Unfortunately, our surveillance testing requires sending specimens to a reference laboratory as we do not have in-house testing available, which results in delayed turnaround times (TAT). In our cohort, the mean TAT of the 159 sent specimens was 14.9 (±7.7) days. Development of on-site, rapid, real-time PCR testing for Ureaplasma spp and Mycoplasma hominis may be justified in large transplant centers to ensure early diagnosis and therapy, and avoidance of empiric therapies.

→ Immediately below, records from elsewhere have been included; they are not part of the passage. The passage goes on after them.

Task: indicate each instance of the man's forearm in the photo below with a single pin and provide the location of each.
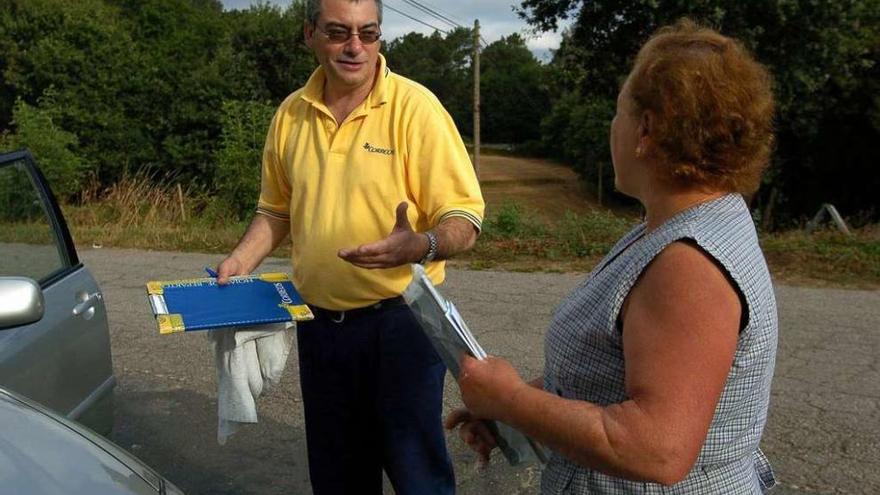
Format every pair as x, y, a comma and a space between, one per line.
262, 236
454, 235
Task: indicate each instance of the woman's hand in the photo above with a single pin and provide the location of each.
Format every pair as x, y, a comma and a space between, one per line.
473, 432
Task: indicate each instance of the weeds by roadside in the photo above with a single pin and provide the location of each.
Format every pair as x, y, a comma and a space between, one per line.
136, 213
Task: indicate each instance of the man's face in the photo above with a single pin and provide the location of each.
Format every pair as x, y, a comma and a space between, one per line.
350, 64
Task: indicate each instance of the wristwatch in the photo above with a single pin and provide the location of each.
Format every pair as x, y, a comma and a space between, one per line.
432, 248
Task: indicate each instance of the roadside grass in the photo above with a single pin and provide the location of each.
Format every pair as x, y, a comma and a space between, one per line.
139, 214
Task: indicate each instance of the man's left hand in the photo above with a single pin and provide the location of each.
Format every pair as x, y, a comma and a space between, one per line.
401, 247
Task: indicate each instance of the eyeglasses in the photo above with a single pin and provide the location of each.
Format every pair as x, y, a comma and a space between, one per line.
342, 35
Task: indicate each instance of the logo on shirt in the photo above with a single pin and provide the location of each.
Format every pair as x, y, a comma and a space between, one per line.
382, 151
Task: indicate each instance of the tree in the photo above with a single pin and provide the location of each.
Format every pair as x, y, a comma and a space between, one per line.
823, 55
513, 92
443, 65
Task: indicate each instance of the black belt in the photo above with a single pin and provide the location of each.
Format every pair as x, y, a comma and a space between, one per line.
340, 316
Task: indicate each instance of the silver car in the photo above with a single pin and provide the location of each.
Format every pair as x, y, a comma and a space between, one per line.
46, 454
54, 337
54, 350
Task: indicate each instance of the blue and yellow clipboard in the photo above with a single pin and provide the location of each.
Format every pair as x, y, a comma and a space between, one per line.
200, 303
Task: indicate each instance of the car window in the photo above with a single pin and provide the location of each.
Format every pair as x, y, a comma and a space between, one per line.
29, 245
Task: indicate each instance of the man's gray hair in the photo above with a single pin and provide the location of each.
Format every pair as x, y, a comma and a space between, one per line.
313, 10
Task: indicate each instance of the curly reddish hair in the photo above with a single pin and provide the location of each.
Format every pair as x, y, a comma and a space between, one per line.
711, 105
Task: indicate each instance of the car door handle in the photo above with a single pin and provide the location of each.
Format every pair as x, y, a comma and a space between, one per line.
87, 304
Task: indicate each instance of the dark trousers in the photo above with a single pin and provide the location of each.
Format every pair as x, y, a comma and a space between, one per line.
372, 390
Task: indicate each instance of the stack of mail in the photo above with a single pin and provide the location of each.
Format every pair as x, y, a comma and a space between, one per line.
452, 339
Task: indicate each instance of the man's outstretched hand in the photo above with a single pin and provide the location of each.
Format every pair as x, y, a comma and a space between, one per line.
402, 246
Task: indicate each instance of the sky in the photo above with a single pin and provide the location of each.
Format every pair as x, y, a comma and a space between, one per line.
497, 19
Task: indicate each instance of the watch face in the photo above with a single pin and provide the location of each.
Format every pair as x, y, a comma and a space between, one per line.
432, 248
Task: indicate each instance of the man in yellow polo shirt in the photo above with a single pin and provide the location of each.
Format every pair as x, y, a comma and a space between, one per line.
366, 172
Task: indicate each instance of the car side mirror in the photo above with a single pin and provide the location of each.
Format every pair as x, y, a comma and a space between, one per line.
21, 302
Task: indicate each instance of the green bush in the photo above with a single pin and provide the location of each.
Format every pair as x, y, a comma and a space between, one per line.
241, 151
590, 234
52, 147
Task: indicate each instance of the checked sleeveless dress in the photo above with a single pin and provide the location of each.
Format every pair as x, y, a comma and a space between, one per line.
584, 353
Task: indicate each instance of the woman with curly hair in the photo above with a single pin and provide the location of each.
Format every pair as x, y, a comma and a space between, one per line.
658, 366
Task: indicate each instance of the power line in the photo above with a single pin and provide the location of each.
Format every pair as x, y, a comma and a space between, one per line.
432, 13
445, 12
414, 19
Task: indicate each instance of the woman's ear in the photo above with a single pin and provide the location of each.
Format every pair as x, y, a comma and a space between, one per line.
646, 123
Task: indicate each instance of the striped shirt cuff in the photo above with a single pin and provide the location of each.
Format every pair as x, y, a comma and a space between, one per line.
470, 217
273, 214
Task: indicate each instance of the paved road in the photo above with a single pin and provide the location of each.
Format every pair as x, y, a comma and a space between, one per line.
823, 435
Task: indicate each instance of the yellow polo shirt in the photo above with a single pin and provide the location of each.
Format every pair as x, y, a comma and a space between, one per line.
339, 183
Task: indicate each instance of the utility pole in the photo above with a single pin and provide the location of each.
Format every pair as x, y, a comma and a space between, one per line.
476, 66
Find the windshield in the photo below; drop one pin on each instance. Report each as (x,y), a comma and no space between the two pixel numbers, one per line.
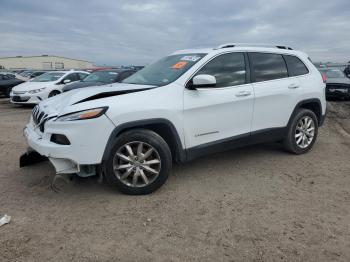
(48,77)
(335,74)
(165,70)
(102,76)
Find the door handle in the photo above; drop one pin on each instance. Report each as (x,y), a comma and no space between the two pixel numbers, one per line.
(243,93)
(293,86)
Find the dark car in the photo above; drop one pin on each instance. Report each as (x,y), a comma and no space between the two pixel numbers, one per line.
(101,77)
(6,84)
(337,84)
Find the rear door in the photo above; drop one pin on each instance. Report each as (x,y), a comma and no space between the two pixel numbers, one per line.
(220,112)
(275,92)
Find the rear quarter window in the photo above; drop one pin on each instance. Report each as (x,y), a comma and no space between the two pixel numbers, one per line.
(267,66)
(295,66)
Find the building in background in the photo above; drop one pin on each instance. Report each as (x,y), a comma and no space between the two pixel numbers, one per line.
(43,62)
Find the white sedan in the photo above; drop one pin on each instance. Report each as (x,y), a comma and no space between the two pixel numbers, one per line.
(44,86)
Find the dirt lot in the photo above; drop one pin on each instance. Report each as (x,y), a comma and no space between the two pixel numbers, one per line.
(252,204)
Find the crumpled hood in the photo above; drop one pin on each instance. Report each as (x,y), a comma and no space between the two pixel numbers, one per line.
(58,104)
(27,86)
(81,84)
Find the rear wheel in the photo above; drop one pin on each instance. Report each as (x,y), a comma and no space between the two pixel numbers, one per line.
(8,91)
(302,132)
(139,163)
(54,93)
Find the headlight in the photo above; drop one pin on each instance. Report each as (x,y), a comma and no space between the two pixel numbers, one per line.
(36,90)
(85,114)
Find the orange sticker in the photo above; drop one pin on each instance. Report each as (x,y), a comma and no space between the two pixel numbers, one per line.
(179,65)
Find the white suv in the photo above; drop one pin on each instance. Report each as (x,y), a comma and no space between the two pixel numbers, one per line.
(186,105)
(44,86)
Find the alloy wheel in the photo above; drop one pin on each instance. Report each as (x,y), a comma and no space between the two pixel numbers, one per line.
(305,132)
(136,164)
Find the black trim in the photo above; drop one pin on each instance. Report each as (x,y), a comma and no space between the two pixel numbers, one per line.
(248,79)
(180,152)
(256,137)
(112,93)
(104,109)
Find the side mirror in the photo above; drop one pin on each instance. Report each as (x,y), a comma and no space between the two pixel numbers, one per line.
(203,81)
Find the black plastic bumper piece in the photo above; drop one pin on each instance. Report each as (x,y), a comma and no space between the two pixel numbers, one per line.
(31,158)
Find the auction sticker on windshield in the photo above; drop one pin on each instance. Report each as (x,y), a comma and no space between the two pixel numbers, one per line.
(192,58)
(179,65)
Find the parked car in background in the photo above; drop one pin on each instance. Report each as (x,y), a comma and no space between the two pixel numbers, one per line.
(9,74)
(29,74)
(101,77)
(337,84)
(44,86)
(7,82)
(184,106)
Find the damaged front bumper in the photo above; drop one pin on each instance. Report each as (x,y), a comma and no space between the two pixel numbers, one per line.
(84,153)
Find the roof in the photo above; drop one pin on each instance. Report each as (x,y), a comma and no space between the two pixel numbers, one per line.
(243,48)
(44,56)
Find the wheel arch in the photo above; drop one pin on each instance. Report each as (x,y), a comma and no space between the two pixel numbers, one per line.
(314,105)
(162,127)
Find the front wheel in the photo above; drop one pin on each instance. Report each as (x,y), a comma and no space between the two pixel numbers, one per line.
(302,132)
(54,93)
(139,163)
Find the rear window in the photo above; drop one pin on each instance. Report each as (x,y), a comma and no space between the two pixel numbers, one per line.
(267,67)
(295,66)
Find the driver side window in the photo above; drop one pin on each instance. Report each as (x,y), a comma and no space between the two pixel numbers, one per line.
(72,77)
(228,69)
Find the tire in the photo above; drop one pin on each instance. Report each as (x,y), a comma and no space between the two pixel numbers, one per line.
(294,142)
(54,93)
(8,92)
(126,171)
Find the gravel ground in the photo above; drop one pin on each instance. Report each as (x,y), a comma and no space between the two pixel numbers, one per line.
(252,204)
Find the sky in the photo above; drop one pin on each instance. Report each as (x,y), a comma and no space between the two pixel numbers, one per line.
(120,32)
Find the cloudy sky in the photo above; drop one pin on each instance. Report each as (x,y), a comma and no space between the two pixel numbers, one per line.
(138,32)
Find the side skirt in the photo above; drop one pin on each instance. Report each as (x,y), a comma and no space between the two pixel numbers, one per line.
(256,137)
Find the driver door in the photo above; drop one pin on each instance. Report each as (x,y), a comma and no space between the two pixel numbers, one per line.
(223,112)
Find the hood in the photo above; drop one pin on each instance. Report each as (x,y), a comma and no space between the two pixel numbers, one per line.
(338,81)
(81,84)
(59,104)
(27,86)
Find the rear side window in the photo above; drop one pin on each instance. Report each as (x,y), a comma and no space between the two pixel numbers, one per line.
(295,66)
(228,69)
(267,66)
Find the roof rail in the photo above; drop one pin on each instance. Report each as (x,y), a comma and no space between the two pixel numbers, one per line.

Despite the previous association between Ureaplasma infection and high ammonia levels in vivo,^{4, 11, 14, 24, 25} the role of antimicrobial therapy in these cases is still unclear but has been associated with favorable outcomes.¹³ As Mollicutes lack a cell wall, empiric therapy with ß-lactams (usual empiric choices for post-operative prophylaxis, including at our site) is ineffective. Previous case reports have used tetracyclines, fluoroquinolones, and azithromycin as empiric options, however, independent associations with outcomes are lacking. In our center, we use doxycycline empirically, given gyrA and gyrB fluoroquinolones-resistance mutations are increasingly common and M. hominis is highly resistant to macrolides.^27-29

This study highlights the potential value of prospective surveillance of serum ammonia and Mollicutes airway positivity posttransplant as we believe that prompt (and directed) initiation of therapy can lead to better outcomes. Ideally, point-of-care testing for Ureaplasma would be available in all large transplant centers to facilitate prompt diagnosis of hyperammonemia. Although not supported by high-quality data, we suggest treating hyperammonemia syndrome not only with antimicrobials, but also with dietary modifications, nitrogen scavenger agents and renal replacement therapy. The length of treatment is not established but varies between 10 and 21 days in previous reports with good outcomes.^{6, 11, 12, 25}

Despite our findings, our study has several limitations. First, it is a single-center study and thus may not be generalizable. Second, compliance with the surveillance protocol was not 100%, leading to missing data (12 patients [7.6%] did not have any Mycoplasma nor Ureaplasma testing, and ammonia levels were not systematically tested daily for 7 days in 55 [35.6%] patients). Third, given that both mortality and hyperammonemia syndrome were rare conditions posttransplant, the study was underpowered to examine these outcomes. Fourth, given that we defined HS as any elevated serum ammonia level associated with neurologic dysfunction not attributable to another cause, we risked misclassifying patients as previously reported cases of HS are usually associated with marked elevated ammonia levels. However, given that hyperammonemia can develop very rapidly, we believe this definition best identifies patients early, avoiding late diagnosis and poor outcomes. With only three cases of HS, misclassification could not be substantial. Last, both donor and recipient testing would be required to determine if recipient airway positivity is truly donor derived, however, only post-operative recipient testing was possible in our population.

In conclusion, we have demonstrated that patients positive for Ureaplasma from airway specimens post–lung transplant have higher ammonia levels and may be at risk for hyperammonemia syndrome. In fact, all three patients with hyperammonemia syndrome in this cohort were positive for Ureaplasma spp (one with Ureaplasma urealyticum and two with positive samples for Ureaplasma parvum in the context of Mycoplasma hominis co-colonization). Ureaplasma identification was independently associated with younger, female donors. Based on these data, surveillance and/or pre-emptive therapy for Ureaplasma in selected groups may improve outcomes post–lung transplantation.

DISCLOSURE

The authors of this manuscript have no conflicts of interest to disclose as described by the American Journal of Transplantation.